La sortie de Moi, Fadi, le frère volé par Riad Sattouf est l’occasion de relire toute la série de L’Arabe du futur. Tome 1 : Une jeunesse au Moyen-Orient (1978-1984) L’auteur de BD Riad Sattouf est né en 1978 d’un père Syrien, Abdel-Razak, et d’une mère française, Clémentine, qui se sont connus à l’université à Paris. A deux ans le petit Riad est un enfant charmant aux cheveux blonds, très vite considéré par son entourage comme doué en dessin. Après avoir obtenu son doctorat, Abdel enseigne d’abord à l’université de Tripoli puis à Damas. En cours de route la famille s’agrandit d’un petit frère, Yahya.
Dans ce premier tome l’auteur nous raconte sa petite enfance en Libye et en Syrie où la famille habite au village du père, près de Homs. Ce qui me frappe c’est la grande violence de la société syrienne. Les inégalités sociales sont grandes. Ceux qui ont un peu de pouvoir en profitent pour maltraiter ceux qui en ont moins. Celui qui a de l’autorité humilie celui qui est sous ses ordres, les adultes frappent les enfants, les enfants se battent entre eux et martyrisent les animaux. En sa qualité d’étranger aux cheveux blonds Riad est harcelé par ses cousins et traité de sale Juif sous l’oeil indifférent de sa famille paternelle.
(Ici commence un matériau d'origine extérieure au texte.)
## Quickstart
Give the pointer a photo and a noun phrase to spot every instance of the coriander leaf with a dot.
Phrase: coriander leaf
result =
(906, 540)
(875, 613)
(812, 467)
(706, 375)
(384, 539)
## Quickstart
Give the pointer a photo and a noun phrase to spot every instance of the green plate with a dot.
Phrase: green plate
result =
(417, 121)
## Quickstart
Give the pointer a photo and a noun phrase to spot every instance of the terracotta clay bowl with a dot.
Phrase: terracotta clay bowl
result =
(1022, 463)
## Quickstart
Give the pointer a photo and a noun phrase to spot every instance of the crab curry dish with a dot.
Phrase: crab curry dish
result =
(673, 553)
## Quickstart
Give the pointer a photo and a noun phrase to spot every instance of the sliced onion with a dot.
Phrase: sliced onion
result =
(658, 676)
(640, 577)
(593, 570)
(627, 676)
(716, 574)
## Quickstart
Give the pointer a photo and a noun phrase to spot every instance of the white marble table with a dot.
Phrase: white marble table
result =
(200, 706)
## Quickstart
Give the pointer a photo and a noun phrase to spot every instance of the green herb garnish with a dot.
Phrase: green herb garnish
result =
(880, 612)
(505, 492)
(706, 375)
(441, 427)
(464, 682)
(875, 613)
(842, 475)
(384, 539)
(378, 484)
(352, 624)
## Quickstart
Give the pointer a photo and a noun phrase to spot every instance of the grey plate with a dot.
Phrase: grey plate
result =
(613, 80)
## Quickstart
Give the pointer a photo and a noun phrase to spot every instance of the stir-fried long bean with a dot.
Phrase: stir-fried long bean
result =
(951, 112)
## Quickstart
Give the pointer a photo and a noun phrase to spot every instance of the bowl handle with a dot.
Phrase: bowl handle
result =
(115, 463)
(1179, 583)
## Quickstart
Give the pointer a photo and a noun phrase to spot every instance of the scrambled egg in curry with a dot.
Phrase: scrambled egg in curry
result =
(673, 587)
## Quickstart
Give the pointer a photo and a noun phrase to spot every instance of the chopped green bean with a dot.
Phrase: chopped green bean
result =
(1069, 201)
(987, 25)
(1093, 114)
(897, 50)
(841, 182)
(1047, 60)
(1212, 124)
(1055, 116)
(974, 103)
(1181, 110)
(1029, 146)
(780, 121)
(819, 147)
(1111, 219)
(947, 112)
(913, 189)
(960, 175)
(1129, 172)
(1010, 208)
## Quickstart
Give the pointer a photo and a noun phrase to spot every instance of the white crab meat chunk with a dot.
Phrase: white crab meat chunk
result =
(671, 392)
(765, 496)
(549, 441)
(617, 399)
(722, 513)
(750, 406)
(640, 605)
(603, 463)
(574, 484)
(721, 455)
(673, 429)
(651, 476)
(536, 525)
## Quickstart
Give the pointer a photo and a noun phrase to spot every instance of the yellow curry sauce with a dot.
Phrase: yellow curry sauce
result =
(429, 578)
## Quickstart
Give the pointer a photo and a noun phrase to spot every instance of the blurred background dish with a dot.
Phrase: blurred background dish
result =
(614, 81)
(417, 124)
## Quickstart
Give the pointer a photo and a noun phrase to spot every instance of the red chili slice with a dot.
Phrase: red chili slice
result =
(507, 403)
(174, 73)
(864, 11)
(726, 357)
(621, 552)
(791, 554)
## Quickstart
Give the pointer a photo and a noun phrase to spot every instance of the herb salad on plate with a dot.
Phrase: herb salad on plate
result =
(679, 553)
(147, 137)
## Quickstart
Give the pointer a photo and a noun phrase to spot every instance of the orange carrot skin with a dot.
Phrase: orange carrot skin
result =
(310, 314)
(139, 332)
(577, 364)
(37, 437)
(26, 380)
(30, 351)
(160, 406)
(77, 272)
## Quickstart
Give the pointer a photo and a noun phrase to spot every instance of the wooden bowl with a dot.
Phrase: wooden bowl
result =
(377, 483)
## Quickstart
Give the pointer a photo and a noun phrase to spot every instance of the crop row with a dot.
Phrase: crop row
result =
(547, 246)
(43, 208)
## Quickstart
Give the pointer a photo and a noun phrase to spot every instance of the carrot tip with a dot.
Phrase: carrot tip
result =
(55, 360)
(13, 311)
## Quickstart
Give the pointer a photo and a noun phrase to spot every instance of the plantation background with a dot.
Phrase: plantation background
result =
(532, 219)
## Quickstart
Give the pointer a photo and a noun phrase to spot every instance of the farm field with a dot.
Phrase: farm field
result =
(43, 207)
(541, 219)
Le dessin est simple, en noir et blanc sur des aplats de couleur claire qui varie selon l’endroit où se déroule l’action : bleu pour la France, orange pour la Libye ou rose pour la Syrie. Des teintes plus vives, rouge ou vert, viennent attirer l’oeil sur des moments intenses. L’auteur se présente en enfant intelligent, portant un regard lucide sur les adultes, leurs agissements et leurs contradictions. Grâce à une bonne dose d’autodérision c’est drôle malgré des sujets qui ne le sont pas toujours.
Tome 2 : Une jeunesse au Moyen-Orient (1984-1985) Dans ce tome le petit Riad commence sa scolarité en Syrie. C’est une école où on dresse les enfants à coups de bâton, de propagande pour le régime et de récitation du Coran. L’auteur se présente cependant comme un enfant doué de sens critique et qui se pose des questions. La cour de récréation est le lieu de violences des forts contre les faibles mais Riad s’y fait aussi des amis avec qui il joue à la guerre contre les Juifs. Pendant ce temps sa mère, confinée au foyer et ne parlant pas la langue, s’ennuie et déprime. Le père qui s’imaginait pouvoir incarner l’Arabe du futur, instruit et laïc, a dû déchanter. Pour parvenir en Syrie il faut en passer par le piston et il se replie petit à petit sur des valeurs traditionalistes qui ne risquent pas de choquer sa famille ou les puissants dont il espère le soutien.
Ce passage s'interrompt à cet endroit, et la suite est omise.